Dear Neighbor,

October 14, 2017

Dear Neighbor,

I am writing in response to the Flock Realty ad that was published on the back of the October 2017 issue of the Urban Times. The ad has been widely condemned, yet some Facebook conversations document the ongoing debate about whether or not the ad is racist and classist. The bias in this advertisement is more difficult to understand than more obvious discriminatory occurrences, such as the recent march organized by white supremacists in Charlottesville. Flock Realty’s bias is disguised as a celebration of progress. Like other veiled discriminatory language, it is harder to identify as a problem, and therefore, harder to fight.

This ad reveals the powerful bias commonly held by our dominant culture (which includes Flock Realty) that declares certain kinds of places to be “unseemly.” By criminalizing a neighborhood and the people who live there, Flock encourages its audience to view all low income communities as a threat to our “peace and prosperity.”

One of the reasons this ad is so important to unpack is because of its connection to the long history of discriminatory housing policy in the United States. In the mid-20th century, urban neighborhoods were systematically disinvested in as a result of redlining, which relied on government produced maps that designated areas as more or less desirable for real estate investment. Using these maps as a guide, lenders, real estate agents and neighborhood organizations worked to ensure that people of color and certain ethnicities were excluded from real estate investment opportunities. As a result, many members of our society were denied the opportunity to build personal wealth or benefit from other advantages of homeownership. Ta-Nehisi Coates presents a comprehensive and compelling history of housing discrimination in the U.S. in his article, “The Case for Reparations” (The Atlantic, June 2014). He writes, “Redlining went beyond FHA-backed loans and spread to the entire mortgage industry, which was already rife with racism, excluding black people from most legitimate means of obtaining a mortgage.”

I chose to live in the Near Eastside because of its complexity and diversity, but I am increasingly unsettled by ongoing redevelopment efforts, which often rely on relocating poor people to make room for mostly white, middle and upper class homeowners. Flock Realty, along with other “banks, brokers, and bureaucrats,“ profit by acquiring inexpensive property and turning it into expensive residences. The harm caused by poverty and marginalization do not go away when developers pretty up a neighborhood—the people burdened by these issues are simply relocated to another part of our city.

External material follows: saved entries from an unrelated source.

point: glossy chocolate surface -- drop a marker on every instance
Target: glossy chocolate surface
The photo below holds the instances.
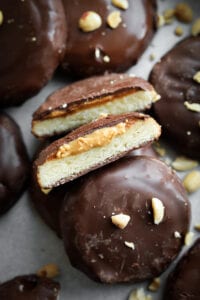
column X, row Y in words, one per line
column 183, row 283
column 29, row 287
column 81, row 94
column 49, row 205
column 97, row 247
column 32, row 38
column 122, row 45
column 14, row 163
column 173, row 80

I used to think that the growing equity in my house was the result of my goodness: I made a smart real estate decision; I help clean up my neighborhood; I make improvements to my property. But this simplistic and self congratulatory narrative ignores the discriminatory housing policies that have limited access to safe and affordable housing for low income neighbors, especially people of color, while benefiting white, middle class homeowners like myself.

The Flock Realty ad—much more subtle than redlining maps but perpetuating the same bias—attempts to legitimize the displacement and exclusion of people from their own neighborhood. The ad also attempts to reassure someone like me—a white, middle class, homeowner in the Near Eastside who receives a free copy of the Urban Times at my doorstep each month—that the successes of Flock Realty’s recent development project has created a better space, cleansed of “unholy habitats,” which will lead to an increase in my property values.

If homeowners are placated by rising property values, redevelopment projects like Flock’s will continue to whitewash our neighborhoods and move us further away from diverse and inclusive communities. In his 2011 book, “How Racism Takes Place,” George Lipsitz writes, “The white spatial imaginary idealizes ‘pure’ and homogenous spaces, controlled environments, and predictable patterns of design and behavior.”

Increased neighborhood safety and stability are needed in our communities, but I oppose short sighted changes that lead to the displacement of our low income neighbors. This ad has been productive in that it has increased awareness; now more of us need to do the hard work of changing perceptions and policy to break the cycle of housing discrimination.

I challenge our community, especially those of us protected by our homeowner status, to get to know more of our neighbors so that we can work together to accomplish equitable neighborhood change that benefits a greater percentage of our community members.

Yours, 
Meredith Brickell
meredithbrickell@gmail.com
Woodruff Place resident
Founder and Leader of the House Life Project houselifeproject.org

 

Works Cited

Coates, Ta-Nehisi. “The Case for Reparations.” The Atlantic. Atlantic Media Company, June 2014. Web.

Lipsitz, George. How Racism Takes Place. Philadelphia: Temple UP, 2011. Print.